Paper ID: 2111.06726

One model Packs Thousands of Items with Recurrent Conditional Query Learning

Dongda Li, Zhaoquan Gu, Yuexuan Wang, Changwei Ren, Francis C. M. Lau

Recent studies have revealed that neural combinatorial optimization (NCO) has advantages over conventional algorithms in many combinatorial optimization problems such as routing, but it is less efficient for more complicated optimization tasks such as packing which involves mutually conditioned action spaces. In this paper, we propose a Recurrent Conditional Query Learning (RCQL) method to solve both 2D and 3D packing problems.

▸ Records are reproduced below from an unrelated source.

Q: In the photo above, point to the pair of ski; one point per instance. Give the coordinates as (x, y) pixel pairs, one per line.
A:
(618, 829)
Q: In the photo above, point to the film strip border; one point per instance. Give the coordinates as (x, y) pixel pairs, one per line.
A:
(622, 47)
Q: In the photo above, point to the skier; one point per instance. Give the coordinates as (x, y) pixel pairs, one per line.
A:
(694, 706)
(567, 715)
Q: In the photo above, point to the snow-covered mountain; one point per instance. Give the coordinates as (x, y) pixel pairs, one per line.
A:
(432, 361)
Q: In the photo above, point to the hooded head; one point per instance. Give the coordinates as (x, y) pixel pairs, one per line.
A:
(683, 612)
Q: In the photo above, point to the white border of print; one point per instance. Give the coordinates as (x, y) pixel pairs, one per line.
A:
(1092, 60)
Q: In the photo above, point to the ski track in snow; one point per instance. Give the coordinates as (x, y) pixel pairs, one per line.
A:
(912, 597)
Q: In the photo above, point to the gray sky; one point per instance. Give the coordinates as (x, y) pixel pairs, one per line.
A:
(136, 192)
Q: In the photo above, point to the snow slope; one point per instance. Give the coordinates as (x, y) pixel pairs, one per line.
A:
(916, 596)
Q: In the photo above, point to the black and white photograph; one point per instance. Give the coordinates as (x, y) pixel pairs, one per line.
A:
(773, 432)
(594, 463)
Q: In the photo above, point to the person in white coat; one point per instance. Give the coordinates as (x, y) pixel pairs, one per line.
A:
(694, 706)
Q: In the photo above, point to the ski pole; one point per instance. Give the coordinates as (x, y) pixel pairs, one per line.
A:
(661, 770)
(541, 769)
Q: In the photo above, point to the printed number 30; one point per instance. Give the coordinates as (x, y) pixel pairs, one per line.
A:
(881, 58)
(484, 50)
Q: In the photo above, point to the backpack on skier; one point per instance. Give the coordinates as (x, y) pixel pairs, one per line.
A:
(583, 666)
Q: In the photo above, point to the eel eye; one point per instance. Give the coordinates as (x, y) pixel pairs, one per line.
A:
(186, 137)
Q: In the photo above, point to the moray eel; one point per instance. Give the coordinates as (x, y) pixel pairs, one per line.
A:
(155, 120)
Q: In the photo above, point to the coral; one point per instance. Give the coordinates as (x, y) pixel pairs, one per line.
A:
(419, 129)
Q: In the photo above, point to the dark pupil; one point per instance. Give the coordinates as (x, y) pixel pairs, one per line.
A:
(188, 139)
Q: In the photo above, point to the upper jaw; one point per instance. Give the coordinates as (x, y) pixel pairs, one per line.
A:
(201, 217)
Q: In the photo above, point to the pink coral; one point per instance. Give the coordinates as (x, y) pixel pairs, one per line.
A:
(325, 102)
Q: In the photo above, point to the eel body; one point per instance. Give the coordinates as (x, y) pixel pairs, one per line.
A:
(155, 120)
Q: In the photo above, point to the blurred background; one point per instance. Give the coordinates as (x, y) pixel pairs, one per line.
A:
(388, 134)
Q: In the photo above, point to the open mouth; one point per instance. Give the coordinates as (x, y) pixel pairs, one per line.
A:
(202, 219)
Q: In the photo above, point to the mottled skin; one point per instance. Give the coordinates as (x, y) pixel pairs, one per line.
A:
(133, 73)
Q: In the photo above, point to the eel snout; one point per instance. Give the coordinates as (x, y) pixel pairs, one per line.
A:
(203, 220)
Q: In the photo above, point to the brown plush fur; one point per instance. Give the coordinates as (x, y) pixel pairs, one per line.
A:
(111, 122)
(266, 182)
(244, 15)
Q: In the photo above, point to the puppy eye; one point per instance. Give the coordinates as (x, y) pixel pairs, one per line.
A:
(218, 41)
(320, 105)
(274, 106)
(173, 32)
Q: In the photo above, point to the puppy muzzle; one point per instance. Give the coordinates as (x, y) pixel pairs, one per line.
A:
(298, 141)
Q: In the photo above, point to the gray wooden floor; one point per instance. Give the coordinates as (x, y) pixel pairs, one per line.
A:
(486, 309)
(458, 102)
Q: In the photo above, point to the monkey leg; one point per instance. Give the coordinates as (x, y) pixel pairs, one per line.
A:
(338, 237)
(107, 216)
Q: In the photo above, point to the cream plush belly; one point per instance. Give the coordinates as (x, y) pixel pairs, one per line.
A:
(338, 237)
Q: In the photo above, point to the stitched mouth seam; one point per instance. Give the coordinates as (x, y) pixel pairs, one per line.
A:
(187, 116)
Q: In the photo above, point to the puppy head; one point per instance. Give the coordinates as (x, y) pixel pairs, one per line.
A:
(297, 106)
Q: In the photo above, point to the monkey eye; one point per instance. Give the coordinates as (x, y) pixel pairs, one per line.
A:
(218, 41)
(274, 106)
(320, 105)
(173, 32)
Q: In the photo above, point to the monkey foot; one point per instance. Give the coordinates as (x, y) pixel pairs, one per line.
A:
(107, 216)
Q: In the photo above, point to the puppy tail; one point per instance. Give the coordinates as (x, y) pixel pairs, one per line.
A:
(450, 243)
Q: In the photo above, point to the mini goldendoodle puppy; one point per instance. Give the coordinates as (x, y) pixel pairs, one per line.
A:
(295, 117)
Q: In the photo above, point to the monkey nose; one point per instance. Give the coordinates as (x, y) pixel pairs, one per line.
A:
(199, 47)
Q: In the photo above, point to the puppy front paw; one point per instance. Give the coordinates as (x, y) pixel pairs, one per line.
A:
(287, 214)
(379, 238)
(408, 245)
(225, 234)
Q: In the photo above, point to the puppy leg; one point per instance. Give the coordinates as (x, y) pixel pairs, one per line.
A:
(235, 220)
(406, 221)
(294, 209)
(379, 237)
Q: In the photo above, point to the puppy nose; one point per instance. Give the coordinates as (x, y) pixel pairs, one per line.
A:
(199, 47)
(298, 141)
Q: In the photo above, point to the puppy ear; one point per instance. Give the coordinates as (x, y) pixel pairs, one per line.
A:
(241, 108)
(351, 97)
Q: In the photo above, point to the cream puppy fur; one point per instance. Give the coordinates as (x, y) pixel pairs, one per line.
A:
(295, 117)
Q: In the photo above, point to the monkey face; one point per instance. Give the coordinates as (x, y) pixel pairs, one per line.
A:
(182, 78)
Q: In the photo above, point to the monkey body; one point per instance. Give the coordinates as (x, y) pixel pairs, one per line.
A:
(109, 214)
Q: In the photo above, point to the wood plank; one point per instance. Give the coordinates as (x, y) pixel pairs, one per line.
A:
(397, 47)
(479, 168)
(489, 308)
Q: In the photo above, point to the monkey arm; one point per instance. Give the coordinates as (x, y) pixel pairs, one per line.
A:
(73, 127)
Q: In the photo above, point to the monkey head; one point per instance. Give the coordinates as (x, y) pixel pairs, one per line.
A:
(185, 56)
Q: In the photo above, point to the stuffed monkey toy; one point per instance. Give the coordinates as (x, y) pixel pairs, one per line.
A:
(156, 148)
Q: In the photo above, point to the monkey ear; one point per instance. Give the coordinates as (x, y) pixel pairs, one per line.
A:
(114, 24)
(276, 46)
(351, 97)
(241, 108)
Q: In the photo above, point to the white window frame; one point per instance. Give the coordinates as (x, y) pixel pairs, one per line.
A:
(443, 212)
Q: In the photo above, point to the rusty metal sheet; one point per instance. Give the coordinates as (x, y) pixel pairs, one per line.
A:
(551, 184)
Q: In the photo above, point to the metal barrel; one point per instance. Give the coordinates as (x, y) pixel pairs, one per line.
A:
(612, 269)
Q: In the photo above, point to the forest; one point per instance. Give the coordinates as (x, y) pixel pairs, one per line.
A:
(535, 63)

We first embed states by a recurrent encoder, and then adopt attention with conditional queries from previous actions. The conditional query mechanism fills the information gap between learning steps, which shapes the problem as a Markov decision process. Benefiting from the recurrence, a single RCQL model is capable of handling different sizes of packing problems. Experiment results show that RCQL can effectively learn strong heuristics for offline and online strip packing problems (SPPs), outperforming a wide range of baselines in space utilization ratio. RCQL reduces the average bin gap ratio by 1.83% in offline 2D 40-box cases and 7.84% in 3D cases compared with state-of-the-art methods. Meanwhile, our method also achieves 5.64% higher space utilization ratio for SPPs with 1000 items than the state of the art.

Submitted: Nov 12, 2021